Lo amavo, anche tanto, ma oltre questo sentimento, era subentrata anche la paura, paura di ritrovarmi da sola, in ogni senso, dopo ogni nostro bacio. Perché si riduceva tutto a quello. A quei pochi instanti in cui mi sembrava di toccare il cielo con un dito, ma poi?
Lui, era troppo importante per me, e non avrei mai voluto essere, qualcosa di strettamente fisico. Preferivo rinunciare e tenere fede al mio sentimento. Non potevo accettare che dopo me, toccasse altre labbra e non dire nulla. Questo non potevo proprio accertarlo.
"Non vuole solo me", breve ma maledettamente vero.
"Oh, mi dispiace tesoro", accarezzò i miei capelli e fui felice dell'arrivo di quel taxi.
Non volevo che mi vedesse piangere.

"Mia moglie mi ha accennato il tuo problema".
Annuì, era l'unica cosa da fare in alcuni casi. Ero a disagio, era già abbastanza difficile parlarne con una donna. La Morris, questa me l'avrebbe pagata.
"Ci sono delle terapie a lungo termine, che potrebbero darti speranza".
"Che genere di terapie?". Domandò la mia istitutrice.
"Nulla di invasivo, è una cura che va fatta per qualche mese, dopo di che, vedremo come procede, tramite un'ecografia".
Entrambi mi guardavano, in attesa di una mia reazione.
"Va bene, proviamo", sussurrai. Non avevo nulla da perdere.
Lasciai quella clinica, sentendomi più leggera.
Ovviamente sapevo che non dovevo illudermi, ma a differenza dalla prima dottoressa che avevo consultato, il signor Wilson, aveva dimostrato maggiore esperienza nel settore. Mi aveva spiegato, dettagliatamente, quello che era il mio problema, le varie cure da poter intraprendere e i tempi di attesa per un possibile miglioramento.

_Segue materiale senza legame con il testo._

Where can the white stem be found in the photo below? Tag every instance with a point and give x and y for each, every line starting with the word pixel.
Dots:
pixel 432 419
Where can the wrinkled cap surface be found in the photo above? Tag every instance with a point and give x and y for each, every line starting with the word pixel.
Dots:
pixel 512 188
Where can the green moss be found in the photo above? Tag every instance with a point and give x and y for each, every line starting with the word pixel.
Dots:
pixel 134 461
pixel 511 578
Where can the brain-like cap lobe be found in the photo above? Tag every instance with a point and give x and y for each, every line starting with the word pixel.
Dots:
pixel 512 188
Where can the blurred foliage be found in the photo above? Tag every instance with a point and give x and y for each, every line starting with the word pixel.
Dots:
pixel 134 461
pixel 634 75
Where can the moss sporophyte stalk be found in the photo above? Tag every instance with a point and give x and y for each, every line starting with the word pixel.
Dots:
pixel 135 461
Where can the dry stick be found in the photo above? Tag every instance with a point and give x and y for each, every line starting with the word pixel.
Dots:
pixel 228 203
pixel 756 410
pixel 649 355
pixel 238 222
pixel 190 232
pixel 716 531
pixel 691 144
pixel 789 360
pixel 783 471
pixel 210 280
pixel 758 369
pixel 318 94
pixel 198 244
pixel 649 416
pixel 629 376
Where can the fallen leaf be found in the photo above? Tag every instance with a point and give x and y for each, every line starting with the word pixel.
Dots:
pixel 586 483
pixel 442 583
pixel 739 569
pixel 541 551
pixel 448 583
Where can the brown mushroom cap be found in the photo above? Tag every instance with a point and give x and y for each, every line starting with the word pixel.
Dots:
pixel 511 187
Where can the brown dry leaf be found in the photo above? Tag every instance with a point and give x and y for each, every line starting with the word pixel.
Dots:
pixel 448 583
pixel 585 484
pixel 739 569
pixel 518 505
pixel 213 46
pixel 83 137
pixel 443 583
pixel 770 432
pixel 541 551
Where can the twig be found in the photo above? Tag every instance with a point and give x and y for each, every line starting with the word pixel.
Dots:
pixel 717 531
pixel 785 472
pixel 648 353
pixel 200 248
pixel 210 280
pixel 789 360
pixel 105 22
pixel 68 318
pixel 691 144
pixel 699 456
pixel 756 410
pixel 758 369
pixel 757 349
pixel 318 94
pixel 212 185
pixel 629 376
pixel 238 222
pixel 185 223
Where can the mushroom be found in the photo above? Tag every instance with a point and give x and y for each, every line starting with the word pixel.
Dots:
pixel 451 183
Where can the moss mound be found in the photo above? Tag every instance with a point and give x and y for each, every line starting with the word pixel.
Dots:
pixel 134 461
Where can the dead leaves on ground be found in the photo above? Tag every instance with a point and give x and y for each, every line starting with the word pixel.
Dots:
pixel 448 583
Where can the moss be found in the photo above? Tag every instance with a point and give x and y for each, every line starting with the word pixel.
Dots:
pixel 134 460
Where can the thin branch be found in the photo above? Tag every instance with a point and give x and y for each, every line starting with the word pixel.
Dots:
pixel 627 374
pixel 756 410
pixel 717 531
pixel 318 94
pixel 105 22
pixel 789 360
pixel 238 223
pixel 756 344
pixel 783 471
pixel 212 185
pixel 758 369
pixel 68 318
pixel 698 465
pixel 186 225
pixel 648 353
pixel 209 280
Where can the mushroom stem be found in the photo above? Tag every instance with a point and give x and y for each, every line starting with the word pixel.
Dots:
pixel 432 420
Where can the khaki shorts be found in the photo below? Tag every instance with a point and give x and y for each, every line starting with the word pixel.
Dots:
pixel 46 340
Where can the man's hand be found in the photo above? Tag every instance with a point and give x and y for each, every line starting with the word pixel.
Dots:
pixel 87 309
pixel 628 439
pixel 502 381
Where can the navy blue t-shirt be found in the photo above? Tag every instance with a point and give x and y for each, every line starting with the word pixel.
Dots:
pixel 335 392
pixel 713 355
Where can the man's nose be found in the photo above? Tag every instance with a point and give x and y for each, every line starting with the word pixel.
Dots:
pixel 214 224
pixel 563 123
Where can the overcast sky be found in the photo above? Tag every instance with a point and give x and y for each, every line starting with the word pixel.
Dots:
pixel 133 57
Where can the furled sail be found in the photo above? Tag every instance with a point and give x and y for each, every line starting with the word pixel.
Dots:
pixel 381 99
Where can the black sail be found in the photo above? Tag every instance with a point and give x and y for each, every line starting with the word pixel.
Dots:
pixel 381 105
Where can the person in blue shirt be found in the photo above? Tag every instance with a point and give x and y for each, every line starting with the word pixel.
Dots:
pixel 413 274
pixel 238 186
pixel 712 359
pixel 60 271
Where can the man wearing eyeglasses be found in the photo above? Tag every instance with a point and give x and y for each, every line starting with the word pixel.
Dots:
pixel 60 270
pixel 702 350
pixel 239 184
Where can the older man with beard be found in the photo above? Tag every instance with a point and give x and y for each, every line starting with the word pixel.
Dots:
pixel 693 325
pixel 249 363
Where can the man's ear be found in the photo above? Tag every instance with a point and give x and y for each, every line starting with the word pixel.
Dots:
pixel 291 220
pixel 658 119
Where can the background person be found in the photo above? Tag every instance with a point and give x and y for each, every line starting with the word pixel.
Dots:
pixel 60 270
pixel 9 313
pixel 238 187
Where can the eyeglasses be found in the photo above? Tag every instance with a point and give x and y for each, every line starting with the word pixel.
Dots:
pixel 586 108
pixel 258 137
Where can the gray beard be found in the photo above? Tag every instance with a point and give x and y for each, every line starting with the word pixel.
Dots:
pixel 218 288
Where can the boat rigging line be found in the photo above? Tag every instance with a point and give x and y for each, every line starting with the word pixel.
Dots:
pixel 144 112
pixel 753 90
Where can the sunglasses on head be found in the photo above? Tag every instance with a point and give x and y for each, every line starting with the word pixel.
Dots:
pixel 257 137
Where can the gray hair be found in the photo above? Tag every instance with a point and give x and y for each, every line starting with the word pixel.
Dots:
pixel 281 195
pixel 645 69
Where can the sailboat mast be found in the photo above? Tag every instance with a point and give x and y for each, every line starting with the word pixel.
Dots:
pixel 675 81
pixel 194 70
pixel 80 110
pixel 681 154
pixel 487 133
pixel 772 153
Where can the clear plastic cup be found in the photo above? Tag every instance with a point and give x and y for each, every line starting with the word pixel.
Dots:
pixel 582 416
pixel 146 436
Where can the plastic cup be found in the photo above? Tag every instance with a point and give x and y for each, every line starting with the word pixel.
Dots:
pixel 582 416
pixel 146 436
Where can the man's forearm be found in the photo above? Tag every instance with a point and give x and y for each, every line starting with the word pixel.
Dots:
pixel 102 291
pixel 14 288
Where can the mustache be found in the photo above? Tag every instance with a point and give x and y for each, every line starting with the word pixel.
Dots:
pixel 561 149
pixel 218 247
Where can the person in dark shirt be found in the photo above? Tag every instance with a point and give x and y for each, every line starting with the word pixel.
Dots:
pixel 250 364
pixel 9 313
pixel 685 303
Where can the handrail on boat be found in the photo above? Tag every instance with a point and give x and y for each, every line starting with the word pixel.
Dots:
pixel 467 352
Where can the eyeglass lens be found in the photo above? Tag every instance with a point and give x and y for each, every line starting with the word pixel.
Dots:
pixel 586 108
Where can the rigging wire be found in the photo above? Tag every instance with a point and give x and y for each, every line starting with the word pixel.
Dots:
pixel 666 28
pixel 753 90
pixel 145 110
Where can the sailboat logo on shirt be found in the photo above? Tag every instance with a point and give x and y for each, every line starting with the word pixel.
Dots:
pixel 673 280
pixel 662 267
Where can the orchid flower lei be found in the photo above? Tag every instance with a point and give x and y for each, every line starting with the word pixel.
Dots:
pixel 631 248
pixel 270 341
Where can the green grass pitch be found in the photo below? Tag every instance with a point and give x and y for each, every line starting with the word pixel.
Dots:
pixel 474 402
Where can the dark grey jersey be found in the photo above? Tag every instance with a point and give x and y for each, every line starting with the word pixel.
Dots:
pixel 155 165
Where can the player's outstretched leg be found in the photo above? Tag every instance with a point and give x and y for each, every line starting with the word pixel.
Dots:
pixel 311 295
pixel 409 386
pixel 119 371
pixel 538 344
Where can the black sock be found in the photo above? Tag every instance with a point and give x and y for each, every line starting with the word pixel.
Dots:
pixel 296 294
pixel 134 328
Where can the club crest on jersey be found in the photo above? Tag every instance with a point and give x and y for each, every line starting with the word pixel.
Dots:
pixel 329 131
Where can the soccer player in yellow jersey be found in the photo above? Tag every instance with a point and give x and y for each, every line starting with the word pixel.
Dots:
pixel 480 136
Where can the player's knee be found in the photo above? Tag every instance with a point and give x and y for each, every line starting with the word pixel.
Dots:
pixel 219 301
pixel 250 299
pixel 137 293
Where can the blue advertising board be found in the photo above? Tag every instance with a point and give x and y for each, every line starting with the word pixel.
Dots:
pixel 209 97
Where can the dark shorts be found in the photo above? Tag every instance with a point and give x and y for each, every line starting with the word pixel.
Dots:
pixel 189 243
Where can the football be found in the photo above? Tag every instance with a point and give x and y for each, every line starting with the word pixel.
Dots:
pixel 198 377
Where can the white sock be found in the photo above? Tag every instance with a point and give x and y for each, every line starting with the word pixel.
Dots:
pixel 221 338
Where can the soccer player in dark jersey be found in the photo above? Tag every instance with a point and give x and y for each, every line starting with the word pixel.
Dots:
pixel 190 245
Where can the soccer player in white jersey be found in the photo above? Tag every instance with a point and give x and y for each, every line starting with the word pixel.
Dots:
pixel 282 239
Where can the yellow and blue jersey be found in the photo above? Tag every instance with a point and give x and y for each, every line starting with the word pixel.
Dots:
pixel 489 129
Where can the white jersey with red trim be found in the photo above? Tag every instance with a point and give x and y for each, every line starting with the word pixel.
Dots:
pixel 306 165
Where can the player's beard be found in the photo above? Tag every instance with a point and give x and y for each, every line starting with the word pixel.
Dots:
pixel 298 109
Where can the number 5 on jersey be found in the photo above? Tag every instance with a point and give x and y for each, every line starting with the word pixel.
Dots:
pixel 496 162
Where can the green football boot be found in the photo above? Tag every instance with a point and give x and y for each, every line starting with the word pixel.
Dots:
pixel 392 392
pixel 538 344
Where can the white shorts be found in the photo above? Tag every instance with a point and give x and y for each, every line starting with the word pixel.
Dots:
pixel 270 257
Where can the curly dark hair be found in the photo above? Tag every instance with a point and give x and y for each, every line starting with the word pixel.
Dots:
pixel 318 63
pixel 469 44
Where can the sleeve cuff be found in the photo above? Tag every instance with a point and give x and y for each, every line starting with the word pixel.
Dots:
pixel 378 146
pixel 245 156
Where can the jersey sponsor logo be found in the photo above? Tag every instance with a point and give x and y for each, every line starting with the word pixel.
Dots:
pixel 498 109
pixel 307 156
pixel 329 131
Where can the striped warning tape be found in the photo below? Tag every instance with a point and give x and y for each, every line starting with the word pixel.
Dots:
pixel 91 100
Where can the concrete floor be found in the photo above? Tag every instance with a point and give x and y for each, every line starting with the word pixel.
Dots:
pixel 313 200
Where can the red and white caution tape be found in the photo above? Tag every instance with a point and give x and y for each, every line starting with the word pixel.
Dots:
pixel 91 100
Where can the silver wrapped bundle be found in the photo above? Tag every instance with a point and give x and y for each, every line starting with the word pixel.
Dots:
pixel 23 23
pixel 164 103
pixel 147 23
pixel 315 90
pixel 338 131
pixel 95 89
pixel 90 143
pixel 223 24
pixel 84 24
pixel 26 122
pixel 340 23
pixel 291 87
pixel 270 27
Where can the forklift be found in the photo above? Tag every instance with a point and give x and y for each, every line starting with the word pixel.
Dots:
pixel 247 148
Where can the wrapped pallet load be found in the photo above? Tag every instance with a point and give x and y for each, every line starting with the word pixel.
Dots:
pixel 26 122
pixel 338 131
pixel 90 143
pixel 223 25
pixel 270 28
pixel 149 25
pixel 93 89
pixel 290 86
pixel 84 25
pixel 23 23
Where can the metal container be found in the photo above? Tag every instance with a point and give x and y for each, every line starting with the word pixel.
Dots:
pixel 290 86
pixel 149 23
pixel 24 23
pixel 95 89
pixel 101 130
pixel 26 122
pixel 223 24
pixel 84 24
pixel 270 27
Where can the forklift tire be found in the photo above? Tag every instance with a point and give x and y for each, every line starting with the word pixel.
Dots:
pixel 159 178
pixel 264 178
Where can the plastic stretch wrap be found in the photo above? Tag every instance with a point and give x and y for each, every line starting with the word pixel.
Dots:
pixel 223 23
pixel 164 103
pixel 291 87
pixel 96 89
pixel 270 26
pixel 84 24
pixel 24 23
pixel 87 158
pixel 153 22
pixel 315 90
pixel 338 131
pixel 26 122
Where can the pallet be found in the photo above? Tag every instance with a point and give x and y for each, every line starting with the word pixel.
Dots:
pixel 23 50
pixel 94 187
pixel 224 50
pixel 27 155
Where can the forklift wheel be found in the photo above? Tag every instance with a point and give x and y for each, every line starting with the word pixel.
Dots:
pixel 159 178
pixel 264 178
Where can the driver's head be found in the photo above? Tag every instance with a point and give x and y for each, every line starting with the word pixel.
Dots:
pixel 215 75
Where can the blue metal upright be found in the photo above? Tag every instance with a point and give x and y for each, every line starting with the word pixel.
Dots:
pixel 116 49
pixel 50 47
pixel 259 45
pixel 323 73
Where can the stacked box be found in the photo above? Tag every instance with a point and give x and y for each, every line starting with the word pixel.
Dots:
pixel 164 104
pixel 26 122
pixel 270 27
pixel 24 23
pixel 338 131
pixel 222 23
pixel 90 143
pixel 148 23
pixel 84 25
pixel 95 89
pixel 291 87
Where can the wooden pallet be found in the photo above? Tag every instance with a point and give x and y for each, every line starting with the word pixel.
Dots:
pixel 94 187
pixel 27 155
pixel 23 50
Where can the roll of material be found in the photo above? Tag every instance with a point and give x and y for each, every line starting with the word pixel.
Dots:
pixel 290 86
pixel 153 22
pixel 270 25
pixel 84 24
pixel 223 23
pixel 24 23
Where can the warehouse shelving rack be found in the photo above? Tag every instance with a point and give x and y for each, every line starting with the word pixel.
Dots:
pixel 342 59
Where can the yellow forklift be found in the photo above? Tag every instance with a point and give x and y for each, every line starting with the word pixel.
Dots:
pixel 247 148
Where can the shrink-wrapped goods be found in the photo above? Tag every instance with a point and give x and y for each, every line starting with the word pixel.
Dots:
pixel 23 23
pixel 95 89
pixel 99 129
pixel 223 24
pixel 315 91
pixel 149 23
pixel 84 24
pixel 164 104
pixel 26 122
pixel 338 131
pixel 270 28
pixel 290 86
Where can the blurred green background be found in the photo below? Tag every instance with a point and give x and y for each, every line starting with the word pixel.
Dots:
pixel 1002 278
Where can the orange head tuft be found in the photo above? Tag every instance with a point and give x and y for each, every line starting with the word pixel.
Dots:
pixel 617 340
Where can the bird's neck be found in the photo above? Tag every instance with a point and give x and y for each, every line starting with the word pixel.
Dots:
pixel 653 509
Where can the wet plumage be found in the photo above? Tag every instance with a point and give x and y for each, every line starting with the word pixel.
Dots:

"Non so davvero come ringraziarla". Era quasi un sogno camminare su una delle principali strade di Londra. Tutto questo, mi avrebbe solo fatto bene.
"Non essere sciocca, non devi ringraziarmi di nulla". Sbuffò una risata, agitando le mani per aria. Anche lei sembrava più spensierata, più tranquilla.
"Davvero Miss Morris, da sola non avrei combinato nulla di buono, mi sarei solo fatta abbattere".
"Sei forte krystal, devi avere più fiducia in te stessa, vieni andiamo", mi trascinò verso il primo bar che incontrammo.

Ero sempre stata molto curiosa, fin da piccola. Osservavo ogni minimo dettaglio di un posto nuovo, probabilmente perché non capitava spesso di vedere qualcosa di diverso. Ed ancora oggi era così. Fra un mese, avrei saputo descrivere alla perfezione questa stanza, dove ora stavamo sorseggiando un the.
"Ti sei divertita con Corinne?".
"Oh molto, è una ragazza davvero simpatica". La sua storia mi aveva colpita molto. Credevo di avere molte cose in comune con lei, in un certo senso ci comprendevamo alla grande ed io adoravo questa cosa. Con Tate, ultimamente, le cose non andavano tanto bene, il nostro era un rapporto fortemente altalenante. C'erano giorni, in cui era carinissima con me, ed altri, in cui si dimenticava persino della mia esistenza. Dopo tanti anni, non ero ancora riuscita a capirla per bene e questo era strano, oltre che molto triste.
"Clelia mi ha raccontato del suo cambiamento", mormorò, storcendo le labbra.
"Ha solo bisogno di tempo per metabolizzare la notizia", dissi la mia, era comprensibile che non avesse preso bene una cosa del genere.
"Sua madre è molto preoccupata per la scuola, ne ha combinate davvero tante nell'ultimo anno". Scosse il capo. "Vorrei aiutarle".
"Come?". Domandai curiosa.
"Potrebbe frequentare la tua scuola", disse, quasi come se mi stesse chiedendo il permesso.
"Ma abita qui", mi accigliai.
"Sto pensando anche a quello", mormorò pensierosa. "Devo solo parlarne con Clelia".
"Posso sapere di cosa si tratta?".
"A tempo debito cara, a tempo debito".
"Mh, le piace tenermi sulle spine", misi il broncio.
"Qualcosa del genere", ridacchiò. "Ma ora parliamo di te", mormorò, guardandomi di sottecchi. "Cosa succede con Damon?".